Defending the Sharia
Arguments about Islam are liable to generate more heat than light wherever they take place, but one of the unlikelier hotspots over the last year was the state of Oklahoma. In 2010, a group of its Republican lawmakers proposed that local courts be forbidden from taking account of the sharia, and 70 per cent of voters backed a draft constitutional amendment to that effect. The law, known to supporters as the ‘Save our State’ amendment, was justified as a ‘pre-emptive strike’ against an imminent ‘onslaught’. Similar initiatives were soon spawning elsewhere, and by late 2011 they had been tabled in 24 legislatures, from Alabama to Wyoming.
On 10 January, however, three federal judges ruled on a challenge brought by Muneer Awad – one of the 30,000 or so Muslims in Oklahoma (population 3,751,351) – and found that the amendment violated the US constitution. Its provisions, they held, fell foul of the principle that governments must avoid excessive entanglement with religion. And though their decision directly affects Oklahoma alone, it all but confirms that the other pending bills are unconstitutional.

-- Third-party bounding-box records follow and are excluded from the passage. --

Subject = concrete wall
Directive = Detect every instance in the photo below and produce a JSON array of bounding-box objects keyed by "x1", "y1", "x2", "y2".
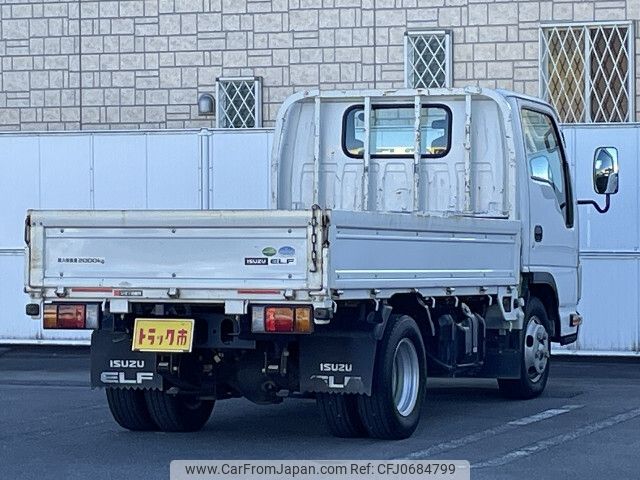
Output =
[{"x1": 0, "y1": 0, "x2": 640, "y2": 130}]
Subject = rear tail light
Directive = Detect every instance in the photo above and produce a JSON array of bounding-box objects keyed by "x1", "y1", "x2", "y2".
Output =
[
  {"x1": 251, "y1": 306, "x2": 313, "y2": 333},
  {"x1": 43, "y1": 303, "x2": 99, "y2": 329}
]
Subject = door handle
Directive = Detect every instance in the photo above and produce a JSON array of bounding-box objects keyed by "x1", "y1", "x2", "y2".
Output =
[{"x1": 533, "y1": 225, "x2": 543, "y2": 242}]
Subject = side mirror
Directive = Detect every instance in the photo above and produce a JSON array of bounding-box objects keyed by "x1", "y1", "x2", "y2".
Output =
[
  {"x1": 593, "y1": 147, "x2": 618, "y2": 195},
  {"x1": 578, "y1": 147, "x2": 618, "y2": 213}
]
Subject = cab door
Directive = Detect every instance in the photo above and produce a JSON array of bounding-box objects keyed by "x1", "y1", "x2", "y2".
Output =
[{"x1": 519, "y1": 101, "x2": 579, "y2": 335}]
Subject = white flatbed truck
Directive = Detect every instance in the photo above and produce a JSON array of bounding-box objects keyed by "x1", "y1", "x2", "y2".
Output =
[{"x1": 25, "y1": 87, "x2": 618, "y2": 439}]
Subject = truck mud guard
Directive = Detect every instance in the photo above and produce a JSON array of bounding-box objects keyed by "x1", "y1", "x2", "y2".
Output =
[
  {"x1": 300, "y1": 332, "x2": 377, "y2": 395},
  {"x1": 91, "y1": 330, "x2": 162, "y2": 390}
]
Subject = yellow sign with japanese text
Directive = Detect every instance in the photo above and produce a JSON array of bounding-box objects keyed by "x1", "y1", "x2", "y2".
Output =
[{"x1": 131, "y1": 318, "x2": 194, "y2": 352}]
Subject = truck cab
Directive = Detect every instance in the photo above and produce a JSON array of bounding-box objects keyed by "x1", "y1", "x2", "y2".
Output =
[{"x1": 25, "y1": 87, "x2": 618, "y2": 439}]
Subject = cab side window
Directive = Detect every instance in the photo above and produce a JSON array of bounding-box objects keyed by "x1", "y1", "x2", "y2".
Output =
[{"x1": 521, "y1": 108, "x2": 573, "y2": 227}]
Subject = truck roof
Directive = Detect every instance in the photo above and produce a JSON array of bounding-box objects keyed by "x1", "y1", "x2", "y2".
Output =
[{"x1": 272, "y1": 87, "x2": 520, "y2": 217}]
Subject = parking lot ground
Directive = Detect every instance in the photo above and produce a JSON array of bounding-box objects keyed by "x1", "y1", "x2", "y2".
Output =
[{"x1": 0, "y1": 348, "x2": 640, "y2": 480}]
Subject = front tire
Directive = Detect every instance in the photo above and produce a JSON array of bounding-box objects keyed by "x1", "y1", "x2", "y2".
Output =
[
  {"x1": 144, "y1": 390, "x2": 214, "y2": 432},
  {"x1": 358, "y1": 315, "x2": 427, "y2": 440},
  {"x1": 498, "y1": 297, "x2": 551, "y2": 400},
  {"x1": 106, "y1": 388, "x2": 158, "y2": 431}
]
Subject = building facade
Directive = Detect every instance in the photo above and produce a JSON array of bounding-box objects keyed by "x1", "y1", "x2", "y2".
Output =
[{"x1": 0, "y1": 0, "x2": 640, "y2": 130}]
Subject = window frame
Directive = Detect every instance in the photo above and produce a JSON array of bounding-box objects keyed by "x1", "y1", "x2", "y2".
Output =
[
  {"x1": 215, "y1": 76, "x2": 262, "y2": 130},
  {"x1": 538, "y1": 20, "x2": 636, "y2": 125},
  {"x1": 404, "y1": 29, "x2": 453, "y2": 88},
  {"x1": 340, "y1": 103, "x2": 453, "y2": 159},
  {"x1": 520, "y1": 105, "x2": 575, "y2": 228}
]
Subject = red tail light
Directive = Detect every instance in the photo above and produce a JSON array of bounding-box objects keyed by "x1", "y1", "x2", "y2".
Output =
[
  {"x1": 264, "y1": 308, "x2": 294, "y2": 332},
  {"x1": 251, "y1": 305, "x2": 313, "y2": 333},
  {"x1": 43, "y1": 303, "x2": 99, "y2": 329}
]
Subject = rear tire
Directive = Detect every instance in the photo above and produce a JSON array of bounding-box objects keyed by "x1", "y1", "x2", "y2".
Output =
[
  {"x1": 144, "y1": 390, "x2": 215, "y2": 432},
  {"x1": 358, "y1": 315, "x2": 427, "y2": 440},
  {"x1": 316, "y1": 393, "x2": 367, "y2": 438},
  {"x1": 106, "y1": 388, "x2": 158, "y2": 431},
  {"x1": 498, "y1": 297, "x2": 551, "y2": 400}
]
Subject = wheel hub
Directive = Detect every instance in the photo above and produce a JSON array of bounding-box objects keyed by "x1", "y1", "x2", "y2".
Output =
[
  {"x1": 524, "y1": 315, "x2": 549, "y2": 383},
  {"x1": 392, "y1": 338, "x2": 420, "y2": 417}
]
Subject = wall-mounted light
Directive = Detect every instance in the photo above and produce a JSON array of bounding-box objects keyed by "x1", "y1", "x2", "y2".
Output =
[{"x1": 198, "y1": 93, "x2": 215, "y2": 115}]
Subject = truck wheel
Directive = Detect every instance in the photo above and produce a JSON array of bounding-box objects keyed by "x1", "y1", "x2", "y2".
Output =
[
  {"x1": 316, "y1": 393, "x2": 367, "y2": 438},
  {"x1": 358, "y1": 315, "x2": 427, "y2": 440},
  {"x1": 106, "y1": 388, "x2": 158, "y2": 431},
  {"x1": 144, "y1": 390, "x2": 214, "y2": 432},
  {"x1": 498, "y1": 297, "x2": 551, "y2": 400}
]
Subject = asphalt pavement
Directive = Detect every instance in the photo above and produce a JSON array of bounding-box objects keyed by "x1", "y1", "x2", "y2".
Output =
[{"x1": 0, "y1": 348, "x2": 640, "y2": 480}]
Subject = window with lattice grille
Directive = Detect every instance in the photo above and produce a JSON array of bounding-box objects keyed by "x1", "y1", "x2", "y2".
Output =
[
  {"x1": 540, "y1": 22, "x2": 634, "y2": 123},
  {"x1": 405, "y1": 31, "x2": 451, "y2": 88},
  {"x1": 216, "y1": 77, "x2": 262, "y2": 128}
]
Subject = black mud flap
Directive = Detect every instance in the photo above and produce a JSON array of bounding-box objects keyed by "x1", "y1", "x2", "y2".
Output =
[
  {"x1": 91, "y1": 330, "x2": 162, "y2": 390},
  {"x1": 300, "y1": 332, "x2": 377, "y2": 395}
]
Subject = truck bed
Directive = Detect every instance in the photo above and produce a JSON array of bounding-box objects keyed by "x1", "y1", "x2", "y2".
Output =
[{"x1": 26, "y1": 209, "x2": 520, "y2": 302}]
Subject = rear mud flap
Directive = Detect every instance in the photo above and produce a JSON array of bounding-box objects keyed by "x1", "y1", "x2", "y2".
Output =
[
  {"x1": 300, "y1": 332, "x2": 377, "y2": 395},
  {"x1": 91, "y1": 330, "x2": 162, "y2": 390}
]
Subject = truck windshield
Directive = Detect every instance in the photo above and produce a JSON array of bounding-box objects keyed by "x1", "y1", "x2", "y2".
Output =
[{"x1": 342, "y1": 105, "x2": 451, "y2": 158}]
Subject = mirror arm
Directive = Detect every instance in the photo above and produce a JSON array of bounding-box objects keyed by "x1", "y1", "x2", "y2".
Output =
[{"x1": 578, "y1": 193, "x2": 611, "y2": 213}]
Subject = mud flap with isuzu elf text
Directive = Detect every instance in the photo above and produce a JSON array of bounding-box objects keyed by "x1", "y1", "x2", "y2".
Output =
[{"x1": 91, "y1": 330, "x2": 163, "y2": 390}]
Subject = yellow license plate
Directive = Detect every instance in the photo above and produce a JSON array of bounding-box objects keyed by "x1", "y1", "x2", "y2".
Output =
[{"x1": 131, "y1": 318, "x2": 194, "y2": 352}]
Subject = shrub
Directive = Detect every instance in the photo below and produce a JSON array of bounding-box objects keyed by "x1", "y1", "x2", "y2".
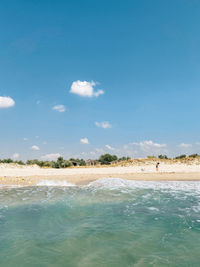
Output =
[
  {"x1": 99, "y1": 154, "x2": 117, "y2": 165},
  {"x1": 158, "y1": 155, "x2": 168, "y2": 159}
]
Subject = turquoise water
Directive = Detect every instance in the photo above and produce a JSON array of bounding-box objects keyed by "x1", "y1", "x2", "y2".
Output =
[{"x1": 0, "y1": 179, "x2": 200, "y2": 267}]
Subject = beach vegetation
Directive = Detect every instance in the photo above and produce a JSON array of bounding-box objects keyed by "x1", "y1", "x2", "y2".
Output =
[
  {"x1": 158, "y1": 155, "x2": 168, "y2": 159},
  {"x1": 189, "y1": 154, "x2": 199, "y2": 158},
  {"x1": 175, "y1": 154, "x2": 187, "y2": 159},
  {"x1": 99, "y1": 154, "x2": 118, "y2": 165}
]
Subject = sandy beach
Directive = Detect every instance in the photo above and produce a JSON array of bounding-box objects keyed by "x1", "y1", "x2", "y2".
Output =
[{"x1": 0, "y1": 163, "x2": 200, "y2": 186}]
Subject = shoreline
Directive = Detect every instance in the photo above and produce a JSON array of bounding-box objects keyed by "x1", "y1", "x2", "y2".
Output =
[{"x1": 0, "y1": 172, "x2": 200, "y2": 186}]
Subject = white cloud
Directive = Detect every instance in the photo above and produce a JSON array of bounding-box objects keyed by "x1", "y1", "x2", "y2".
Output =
[
  {"x1": 179, "y1": 143, "x2": 192, "y2": 148},
  {"x1": 52, "y1": 105, "x2": 66, "y2": 112},
  {"x1": 0, "y1": 96, "x2": 15, "y2": 108},
  {"x1": 105, "y1": 145, "x2": 115, "y2": 150},
  {"x1": 41, "y1": 153, "x2": 61, "y2": 161},
  {"x1": 31, "y1": 145, "x2": 40, "y2": 151},
  {"x1": 70, "y1": 80, "x2": 104, "y2": 97},
  {"x1": 12, "y1": 153, "x2": 19, "y2": 160},
  {"x1": 95, "y1": 121, "x2": 112, "y2": 129},
  {"x1": 80, "y1": 137, "x2": 89, "y2": 145},
  {"x1": 131, "y1": 140, "x2": 166, "y2": 149}
]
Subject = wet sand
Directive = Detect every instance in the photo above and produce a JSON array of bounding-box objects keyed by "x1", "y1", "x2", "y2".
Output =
[{"x1": 0, "y1": 172, "x2": 200, "y2": 186}]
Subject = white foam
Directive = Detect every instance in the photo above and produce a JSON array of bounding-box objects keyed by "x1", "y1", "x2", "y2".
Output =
[
  {"x1": 37, "y1": 180, "x2": 75, "y2": 186},
  {"x1": 88, "y1": 178, "x2": 200, "y2": 192}
]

The unanimous opinion could hardly have been more forthright. The court roundly rejected a claim that the amendment had caused the plaintiff no legal harm, and gave short shrift to an attempt to portray the measure as a religiously neutral regulation. Instead, the judges found it to be overtly discriminatory, which meant that its defenders had to prove a ‘compelling state interest’ for its enactment – and they couldn’t.
[They] do not identify any actual problem the challenged amendment seeks to solve. Indeed, they admitted... that they did not know of even a single instance where an Oklahoma court had applied Sharia law... let alone that such applications or uses had resulted in concrete problems in Oklahoma.
The rise and fall of the Save our State amendment illustrates the continuing potency of anti-Islamic sentiment in the United States. In the name of confronting a scenario that was palpably fantastic, Oklahoma legislators were able to galvanise more than two-thirds of voters to cast ballots against the presumed interests of a minuscule and law-abiding religious minority. Their success then unleashed similarly intolerant campaigns across the nation, all of which drew on a vague sense that US Muslims were somehow in cahoots with the nation’s post-9/11 enemies. And yet, at the same time, the appeal court decision illustrates that the prejudice has very definite limits: the risk of electorally sanctioned repression was reined in by a reassertion of straightforwardly secular constitutional principles.
Perhaps most important, the ruling is a reminder that hostility to ‘the sharia’ is not the same as opposition to extremist Muslims. To the devout, the word has otherworldly connotations – originally a term used by desert Arabs to describe a path to water, it means the route towards eternal salvation – and its precepts are as extensive as that suggests. They guide a believer from cradle to grave: one of Awad’s complaints about the Save our State amendment was that it might stop a probate judge from acknowledging references to the sharia in his will. The fact that Muslims profess to believe in a path ordained by God bears no significant relation to the practical risks posed by extremism. Anyone genuinely concerned by those risks ought to challenge specific interpretations of Islamic law that lead to acts of violence or injustice, not every expression of religious belief that Muslims call ‘the sharia’.
This is as true in the United Kingdom as it is in the US. Opposition to the sharia has become increasingly common here in recent years, and though its opponents think their repugnance is rational, the animosity has a very dark side. Just as some American conservatives have been nudged since 9/11 towards an undifferentiated credophobia, anger at Muslim extremists has poisoned debate in Britain and promoted a generalised contempt towards Islam. The US court’s decision is a robust affirmation that the American constitution does not need institutionalised discrimination to survive. Anyone who feels instinctively opposed to the sharia, assuming it to be a reflection of their own worst fears, could usefully take note.